Le 27 février, à Brazzaville, le président Denis Sassou-N’Guesso a lancé les travaux de réhabilitation du Chemin de fer Congo-Océan. Derrière le geste protocolaire se joue une ambition plus vaste : restaurer la vocation du Congo-Brazzaville comme couloir de transit régional.
Un chantier adossé à un accord sino-congolais
Le projet s’inscrit dans l’accord-cadre de coopération signé le 12 janvier 2026 à Changsha, en Chine. Il confie la maîtrise d’œuvre au consortium Hunan Construction Investment Group, présent à la cérémonie aux côtés des autorités chinoises.
La cérémonie a réuni les corps constitués nationaux, des diplomates et les responsables du consortium. Cette mise en scène diplomatique souligne le poids stratégique accordé à un axe ferroviaire que les pouvoirs publics présentent comme un levier de compétitivité économique.
D’un montant d’environ 595 millions de dollars, l’opération s’étalera sur quatre ans. L’enveloppe traduit l’ampleur d’une remise à niveau que les responsables veulent à la fois technique, commerciale et durable, loin d’un simple ravalement de façade.
Des gares historiques arrimées aux standards internationaux
Les travaux prévoient la reconstruction des gares emblématiques de Pointe-Noire, Dolisie, Nkayi, Bouanza, Mindouli et Brazzaville. L’objectif affiché consiste à les hisser aux standards internationaux sans altérer leur valeur historique, un équilibre toujours délicat.
Le ministre d’État chargé de l’Aménagement du territoire et des grands travaux, Jean-Jacques Bouya, a détaillé le cœur technique du chantier. Il évoque le renouvellement total des rails, élément central d’une voie longtemps éprouvée par l’usure et les contraintes d’exploitation.

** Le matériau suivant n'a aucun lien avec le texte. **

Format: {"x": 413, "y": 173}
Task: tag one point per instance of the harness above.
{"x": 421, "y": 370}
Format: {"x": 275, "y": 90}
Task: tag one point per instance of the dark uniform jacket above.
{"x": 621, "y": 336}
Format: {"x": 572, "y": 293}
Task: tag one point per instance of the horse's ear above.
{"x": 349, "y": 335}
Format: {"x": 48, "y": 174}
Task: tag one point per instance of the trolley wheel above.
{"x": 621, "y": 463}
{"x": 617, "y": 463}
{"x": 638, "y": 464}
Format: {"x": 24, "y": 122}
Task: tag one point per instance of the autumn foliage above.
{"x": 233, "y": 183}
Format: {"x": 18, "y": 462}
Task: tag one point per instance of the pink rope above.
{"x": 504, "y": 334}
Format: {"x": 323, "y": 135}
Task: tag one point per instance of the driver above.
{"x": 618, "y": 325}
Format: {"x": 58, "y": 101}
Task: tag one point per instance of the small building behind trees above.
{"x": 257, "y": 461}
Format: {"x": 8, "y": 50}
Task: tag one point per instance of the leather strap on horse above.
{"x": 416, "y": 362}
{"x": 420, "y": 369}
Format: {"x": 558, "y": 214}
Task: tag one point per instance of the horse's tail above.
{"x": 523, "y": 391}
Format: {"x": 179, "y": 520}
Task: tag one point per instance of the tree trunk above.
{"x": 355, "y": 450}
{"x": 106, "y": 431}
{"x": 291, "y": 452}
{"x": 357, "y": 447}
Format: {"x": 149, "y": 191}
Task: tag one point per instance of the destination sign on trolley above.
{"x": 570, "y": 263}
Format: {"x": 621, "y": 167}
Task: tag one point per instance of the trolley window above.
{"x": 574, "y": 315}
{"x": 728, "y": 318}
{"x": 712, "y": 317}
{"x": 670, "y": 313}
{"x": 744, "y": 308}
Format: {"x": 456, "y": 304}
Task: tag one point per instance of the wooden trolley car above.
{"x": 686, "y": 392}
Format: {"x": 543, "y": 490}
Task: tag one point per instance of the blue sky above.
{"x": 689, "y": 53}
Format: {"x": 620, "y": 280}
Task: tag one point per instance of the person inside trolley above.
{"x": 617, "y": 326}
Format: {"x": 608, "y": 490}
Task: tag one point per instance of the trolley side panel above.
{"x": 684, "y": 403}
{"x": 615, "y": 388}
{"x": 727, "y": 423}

Le programme inclut aussi le remplacement des traverses métalliques et en bois par des traverses en béton. À cela s’ajoute la modernisation du réseau de télécommunications et de signalisation, deux piliers de la sécurité et de la fluidité du trafic.
La réhabilitation porte également sur les installations ferroviaires du Port de Pointe-Noire, modernisées en totalité. Les terminaux de Brazzaville et de Pointe-Noire, les petites stations, les ouvrages d’art et le tunnel de 4,6 kilomètres figurent dans le périmètre.
Un effort matériel pour fiabiliser l’exploitation
Au-delà des infrastructures fixes, le projet prévoit l’acquisition de nouvelles locomotives. S’y ajoutent des wagons destinés au transport de passagers et de fret, signe d’une volonté de servir à la fois les voyageurs et les flux marchands.
L’ensemble du matériel d’entretien et de maintenance de la ligne est également concerné. Cette attention portée à la maintenance trahit une leçon implicite : un réseau modernisé ne vaut que par sa capacité à durer dans le temps.
Les responsables affichent un cap clair. Le CFCO doit redevenir un outil logistique fiable, compétitif et pérenne, capable de soutenir l’exportation ferroviaire et de renforcer les capacités de gestion de la société exploitante.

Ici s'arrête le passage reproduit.